Identifying a different number of spatial ecotypes
SpatialEcoTyper uses NMF to group spatial clusters from multiple samples into conserved SEs. If you want to try a different number of clusters for spatial ecotype identification, you can use the nmfClustering function.
This analysis requires the fused similarity network matrix
(MultiSE_integrated_final.rds) generated from previous
step.
## Fused similarity matrix of spatial clusters across all samples
outdir = "SpatialEcoTyper_results/"
integrated = readRDS(file.path(outdir, "MultiSE_integrated_final.rds"))
dim(integrated)## [1] 385 385
## Single-cell metadata with an 'SE' column annotating the discovered SEs
# Column InitSE: Sample-level spatial clusters (before integration)
# Column SE: Conserved spatial ecotypes (after cross-sample integration)
finalmeta = readRDS(file.path(outdir, "MultiSE_metadata_final.rds"))

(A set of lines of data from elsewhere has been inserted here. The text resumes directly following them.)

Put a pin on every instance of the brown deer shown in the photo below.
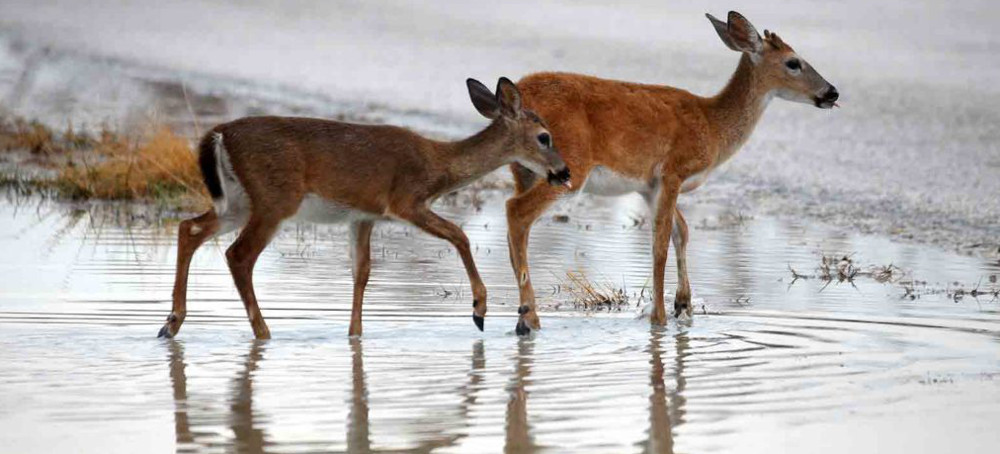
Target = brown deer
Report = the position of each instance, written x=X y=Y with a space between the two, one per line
x=620 y=137
x=261 y=171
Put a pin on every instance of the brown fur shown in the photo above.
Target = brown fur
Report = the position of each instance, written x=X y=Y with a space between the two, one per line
x=383 y=171
x=657 y=134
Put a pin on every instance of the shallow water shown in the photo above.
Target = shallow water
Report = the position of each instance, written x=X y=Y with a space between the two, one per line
x=798 y=368
x=914 y=152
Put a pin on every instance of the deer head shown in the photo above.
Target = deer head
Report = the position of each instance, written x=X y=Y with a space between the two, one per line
x=530 y=140
x=777 y=65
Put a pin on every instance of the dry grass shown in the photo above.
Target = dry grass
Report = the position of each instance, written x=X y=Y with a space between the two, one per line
x=153 y=164
x=156 y=165
x=592 y=296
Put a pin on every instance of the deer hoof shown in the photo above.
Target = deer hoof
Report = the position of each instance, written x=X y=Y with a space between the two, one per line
x=522 y=328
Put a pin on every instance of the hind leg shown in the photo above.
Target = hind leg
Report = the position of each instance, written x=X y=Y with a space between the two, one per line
x=361 y=234
x=679 y=236
x=190 y=236
x=242 y=256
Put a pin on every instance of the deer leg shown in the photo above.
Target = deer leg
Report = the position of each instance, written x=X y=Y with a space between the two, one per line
x=361 y=265
x=190 y=236
x=242 y=256
x=666 y=205
x=435 y=225
x=679 y=236
x=522 y=211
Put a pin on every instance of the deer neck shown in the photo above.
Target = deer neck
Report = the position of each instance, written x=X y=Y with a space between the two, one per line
x=735 y=111
x=470 y=159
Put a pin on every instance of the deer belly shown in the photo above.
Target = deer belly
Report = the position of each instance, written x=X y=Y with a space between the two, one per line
x=324 y=211
x=603 y=181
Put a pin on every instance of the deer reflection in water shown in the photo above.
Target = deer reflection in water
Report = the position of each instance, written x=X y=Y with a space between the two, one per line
x=195 y=423
x=246 y=436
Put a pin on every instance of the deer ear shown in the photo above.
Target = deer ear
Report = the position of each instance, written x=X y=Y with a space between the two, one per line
x=738 y=34
x=509 y=97
x=723 y=30
x=484 y=99
x=743 y=34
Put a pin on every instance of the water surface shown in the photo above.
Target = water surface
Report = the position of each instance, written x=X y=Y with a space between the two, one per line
x=797 y=368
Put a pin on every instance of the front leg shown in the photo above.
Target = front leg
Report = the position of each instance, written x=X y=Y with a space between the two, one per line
x=666 y=204
x=430 y=222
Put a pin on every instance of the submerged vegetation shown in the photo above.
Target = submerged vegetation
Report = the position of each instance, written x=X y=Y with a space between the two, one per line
x=152 y=164
x=596 y=296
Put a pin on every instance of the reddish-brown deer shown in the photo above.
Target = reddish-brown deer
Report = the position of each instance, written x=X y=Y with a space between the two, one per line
x=262 y=171
x=620 y=137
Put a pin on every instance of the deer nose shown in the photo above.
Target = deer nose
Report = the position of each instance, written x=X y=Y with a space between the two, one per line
x=831 y=94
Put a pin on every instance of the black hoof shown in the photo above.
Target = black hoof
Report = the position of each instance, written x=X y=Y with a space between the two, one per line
x=522 y=328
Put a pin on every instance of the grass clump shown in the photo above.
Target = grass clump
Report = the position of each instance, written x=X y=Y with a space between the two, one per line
x=592 y=296
x=156 y=165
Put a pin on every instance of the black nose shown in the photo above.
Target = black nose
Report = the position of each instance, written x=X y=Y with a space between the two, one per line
x=560 y=177
x=831 y=94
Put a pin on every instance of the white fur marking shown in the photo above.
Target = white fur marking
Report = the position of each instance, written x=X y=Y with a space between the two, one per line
x=221 y=205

head(finalmeta[, c("Sample", "X", "Y", "CellType", "Region", "InitSE", "SE")])## Sample X Y CellType Region
## HumanMelanomaPatient1__cell_3655 SKCM 1894.706 -6367.766 Fibroblast Stroma
## HumanMelanomaPatient1__cell_3657 SKCM 1942.480 -6369.602 Fibroblast Stroma
## HumanMelanomaPatient1__cell_3658 SKCM 1963.007 -6374.026 Fibroblast Stroma
## HumanMelanomaPatient1__cell_3660 SKCM 1981.600 -6372.266 Fibroblast Stroma
## HumanMelanomaPatient1__cell_3661 SKCM 1742.939 -6374.851 Fibroblast Stroma
## HumanMelanomaPatient1__cell_3663 SKCM 1921.683 -6383.309 Fibroblast Stroma
## InitSE SE
## HumanMelanomaPatient1__cell_3655 SKCM..InitSE104 NewSE1
## HumanMelanomaPatient1__cell_3657 SKCM..InitSE56 NewSE5
## HumanMelanomaPatient1__cell_3658 SKCM..InitSE56 NewSE5
## HumanMelanomaPatient1__cell_3660 SKCM..InitSE56 NewSE5
## HumanMelanomaPatient1__cell_3661 SKCM..InitSE149 NewSE1
## HumanMelanomaPatient1__cell_3663 SKCM..InitSE104 NewSE1
For instance, if you want to identify 10 SEs, you can specific
ranks = 10 to identify 10 clusters.
nmf_res <- nmfClustering(integrated, ranks = 10, nrun.per.rank = 30,
seed = 1, ncores = 8)
ses <- predict(nmf_res)
## Add the newly defined SEs into the meta data
finalmeta$SE = paste0("SE", ses[finalmeta$InitSE])
head(finalmeta)Determining the optimal number of clusters
To determine the optimal number of clusters, you can provide multiple
candidate values to the ranks argument in the nmfClustering function, which
evaluates each specified rank and computes the corresponding cophenetic
coefficient to assess clustering stability. Running time for this step
could be time-consuming, and the time requirement is dependent on the
data size, the number of ranks to test, the number of runs per rank, and
the number of cores for parallel analysis.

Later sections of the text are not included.